Salty's at Alki,
Executive Chef Jeremy McLachlan

Photo courtesty of Ilya
Moshenskiy of Ilya Food Photo
TAZO Tea Wild
Sweet Orange Tea Brined Wild Salmon
Lemon Tomato Salad,
Asparagus Cream infused with TAZO Lemon Mate’ Tea
Serves
2
2-8 oz fillet of
salmon
½ cup Orange Tea Brine (recipe follows)
¼ cup Preserved Lemon and Tomato Salad (recipe
follows)
1 cup Asparagus Cream (recipe follows)
1) Brine
the salmon in the refrigerator for 6-8 hours.
2) Drain
the brine off the salmon and heat a non-stick pan to
medium heat.
3) Sear
the salmon for 3-5 minutes on 1 side and flip.
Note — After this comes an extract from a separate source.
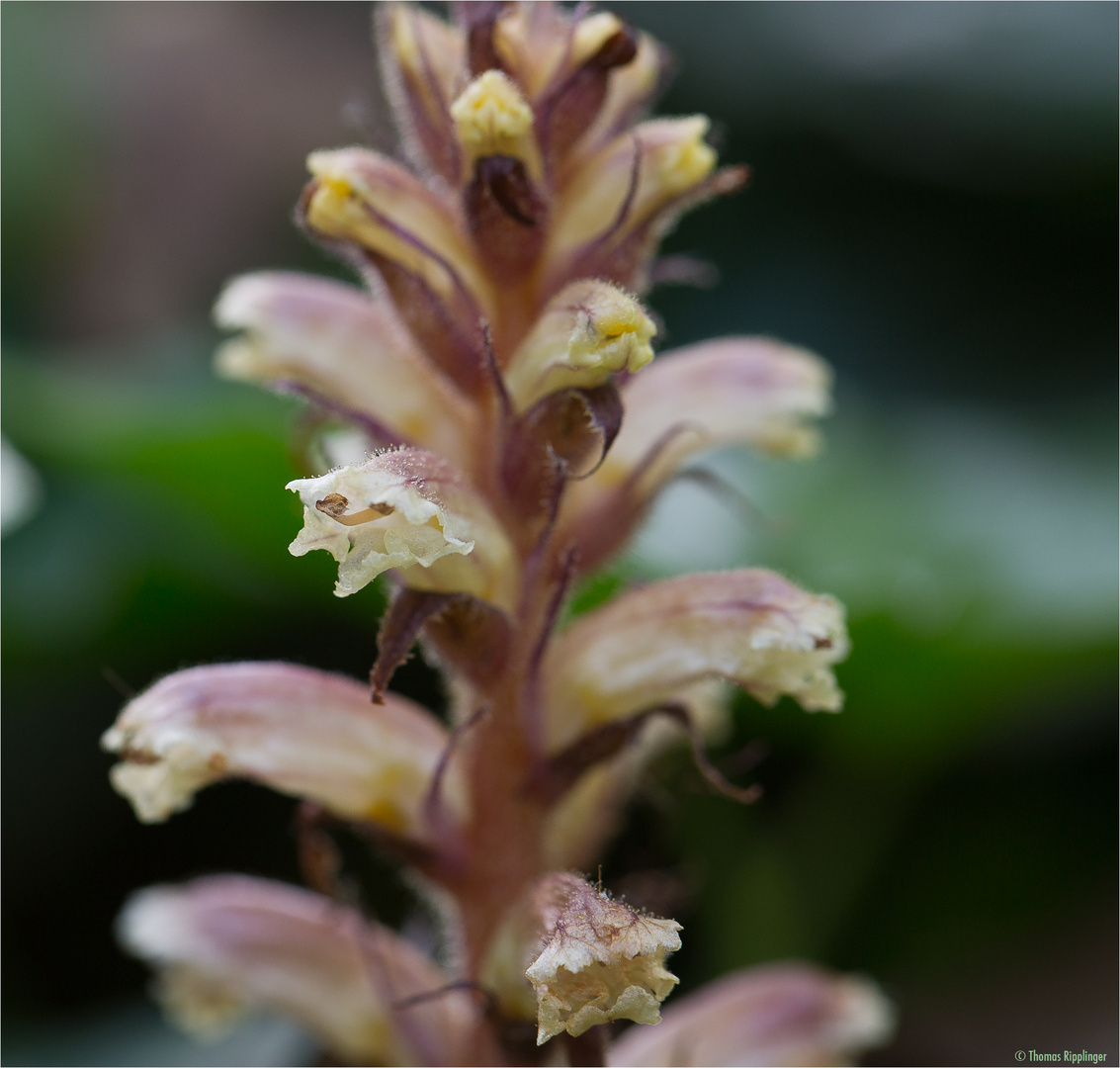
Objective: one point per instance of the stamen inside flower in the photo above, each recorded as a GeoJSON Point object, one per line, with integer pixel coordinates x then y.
{"type": "Point", "coordinates": [493, 119]}
{"type": "Point", "coordinates": [335, 504]}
Then
place in a 350-degree oven for 5-8 minutes.
4) Pour
the asparagus cream in a bowl and place the salmon
on top of it.
5) Top
the Salmon with the tomato lemon salad and enjoy.
Orange Brine
2 cups hot water
1 each orange halved
1 tablespoon minced ginger
¼ cup sugar
1 tablespoon kosher salt
1 tea bag TAZO Wild Sweet Orange
In a
saucepan heat the water with the orange, ginger,
sugar, and water. Then pull off the heat and add the
tea bag.
Let cool at room
temperature.
Lemon Tomato
Salad
1 each preserved Meyer lemons
1 each roma tomato
1 teaspoon minced garlic
1 tablespoon thinly sliced shallot
1 teaspoon chopped fresh thyme
1 tablespoon chopped fresh Italian parsley
1 tablespoon capers, rinsed well
3 tablespoons olive oil
1) Cut
the preserved lemon and roma tomato in half and take
the insides out.
2) Slice
very thin.
3) Toss
with remaining ingredients and let sit for 10-15
minutes for flavors to infuse.
Asparagus
Cream
1 cup heavy whipping cream
1 tablespoon shallot, sliced
2 cups asparagus, chopped
1 bunch Italian parsley
1 tea bag TAZO Lemon Mate’ Tea
Salt to taste
1) Place
cream and shallot in a saucepan over medium heat.
Let cook for 10 minutes stirring regularly.
2) Add
chopped asparagus, parsley and tea bag and let cook
for 5 minutes.
3) Take
the tea from bag and place in blender.
4) Puree
until smooth. Thin down with more cream if needed.